Combining inputs linearly

To add two values, you must create another termination on the B population and project to it as well. Before doing this, set the A to B transformation back to 1.

  1. Create a termination on the B population called input 2 with weight 1.

  2. Create a new ensemble C.

  3. Create a projection from C's X origin to input 2 by dragging.

  4. Create a new constant Function input and set its value to -0.7.

  5. Add an input termination on C and connect the Function input to the C ensemble.

  6. Add a probe to the new Function input.
  7. Run the simulation and plot the values for the three probes
  8. The X value for the B probe should indicate the result of 0.5-0.7=-0.2 (A+C=B). Note: This looks noisier than before because of the scale of the plot.

Congratulations, you can build linear brains!

You can now compute any linear transformation in a neural circuit. Exactly the same steps as above can be followed for vector representations, where the transformation weight becomes a matrix. For more on vector representation, see the motor cortex tutorial.

Nonlinear transformations

Of course, nonlinearities are essential for interesting computation. We begin with simple examples here before moving on to more interesting examples in part 3.

  1. Revert the simulation to a communication channel

  2. Right-click on the C population and select remove model. Answer Yes to delete the population.

  3. Do the same to the the second Function input and the input 2 termination on the B population (right-click just on the termination).

  4. Define the nonlinear function you want to compute

  5. For one-dimensional ensembles, we can calculate arbitrary 1-dimensional functions (e.g. f(x)=x2, f(x)=θ(x) (thresholding); f(x)=√x, etc.).

  6. To perform a non-linear operation, we need to define a new origin. Right-click on the B ensemble and select Add decoded origin. Set the name to square and dimension to 1.
  7. Click on Set Functions, select User-defined Function and press Set.
  8. For the Expression, enter x0*x0. We refer to the represented value as x0. When when have vectors the values are x0, x1, x2, etc. Press Ok, Ok, and Ok.

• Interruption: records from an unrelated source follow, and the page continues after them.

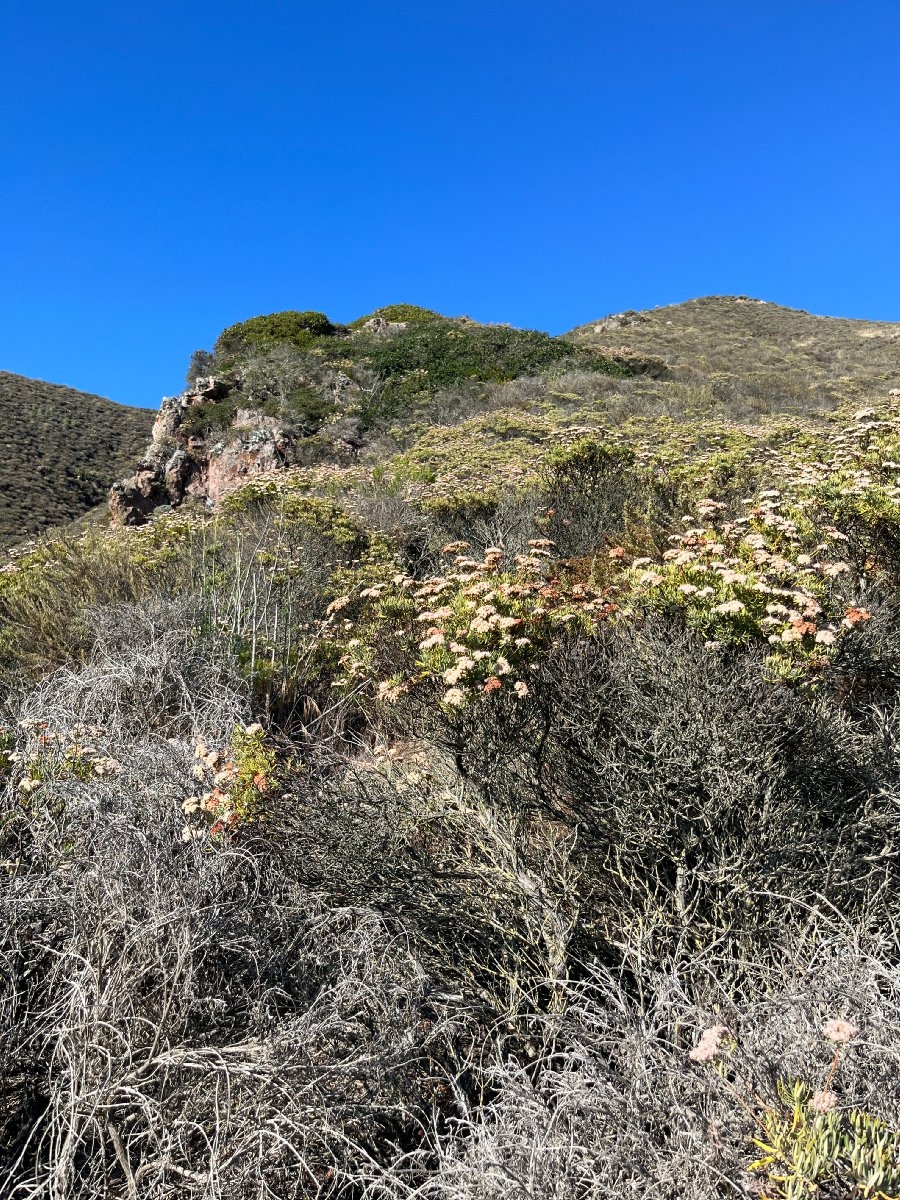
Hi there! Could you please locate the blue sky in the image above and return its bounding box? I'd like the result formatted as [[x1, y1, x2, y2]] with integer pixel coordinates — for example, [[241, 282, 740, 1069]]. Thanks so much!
[[0, 0, 900, 408]]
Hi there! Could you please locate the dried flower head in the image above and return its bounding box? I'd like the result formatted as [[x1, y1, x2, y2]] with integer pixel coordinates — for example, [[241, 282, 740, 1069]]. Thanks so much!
[[809, 1091, 838, 1112], [688, 1025, 731, 1062], [822, 1016, 859, 1043]]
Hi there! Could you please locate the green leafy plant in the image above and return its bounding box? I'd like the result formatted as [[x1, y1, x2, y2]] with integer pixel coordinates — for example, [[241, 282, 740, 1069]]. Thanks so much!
[[215, 311, 336, 362], [749, 1080, 900, 1200]]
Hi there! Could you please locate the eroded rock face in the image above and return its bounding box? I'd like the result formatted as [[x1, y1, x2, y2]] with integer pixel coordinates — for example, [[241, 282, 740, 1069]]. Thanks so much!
[[109, 373, 362, 524]]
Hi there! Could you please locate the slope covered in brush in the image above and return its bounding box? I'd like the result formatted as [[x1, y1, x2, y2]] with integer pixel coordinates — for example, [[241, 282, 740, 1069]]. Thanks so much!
[[0, 301, 900, 1200], [0, 371, 152, 545]]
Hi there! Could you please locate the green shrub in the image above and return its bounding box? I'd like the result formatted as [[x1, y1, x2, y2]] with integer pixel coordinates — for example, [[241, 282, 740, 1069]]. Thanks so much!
[[215, 311, 336, 361], [349, 304, 442, 329], [179, 396, 238, 437], [750, 1080, 900, 1200]]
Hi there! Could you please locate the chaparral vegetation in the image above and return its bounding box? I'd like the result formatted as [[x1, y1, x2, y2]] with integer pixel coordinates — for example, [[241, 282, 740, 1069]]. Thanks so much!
[[0, 298, 900, 1200]]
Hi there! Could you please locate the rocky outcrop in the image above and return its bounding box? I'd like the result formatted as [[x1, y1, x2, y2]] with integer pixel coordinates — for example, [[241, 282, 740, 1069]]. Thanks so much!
[[109, 372, 362, 526]]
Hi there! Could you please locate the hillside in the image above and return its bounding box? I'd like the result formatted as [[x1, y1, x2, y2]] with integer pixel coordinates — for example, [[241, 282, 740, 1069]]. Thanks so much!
[[0, 371, 152, 546], [0, 298, 900, 1200], [571, 296, 900, 412]]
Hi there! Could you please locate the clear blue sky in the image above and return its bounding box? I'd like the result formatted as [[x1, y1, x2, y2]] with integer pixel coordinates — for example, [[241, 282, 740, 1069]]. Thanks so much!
[[0, 0, 900, 407]]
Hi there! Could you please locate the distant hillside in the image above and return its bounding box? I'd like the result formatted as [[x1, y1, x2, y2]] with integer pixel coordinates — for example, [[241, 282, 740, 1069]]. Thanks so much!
[[0, 371, 154, 545], [569, 296, 900, 412], [0, 298, 900, 1200]]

  9. Collect data from the new output

  10. Add a probe for the new origin by right-clicking on the ensemble and selecting Add probe->square - Function of NEFEnsemble state

  11. Set the input function to something useful

  12. Click on the input function that is currently a constant value. You can change this in two ways, through the configure panel or the script console. Let's do the second for variety.

  13. Open the Script Console from the menu bar (under View).
  14. With the function input selected type the following in the console:

that.functions=[InterpolatedFunction([0,1],[-1,1])]

  • This creates an input that starts at -1 and grows linearly to 1

  • Run the model and view the probe data. The output of the network will approximate x2. Note that there is an initial start-up transient in the graph (shown above). You can also use the Interactive plots to manually control the input. See the interactive plots reference sheet.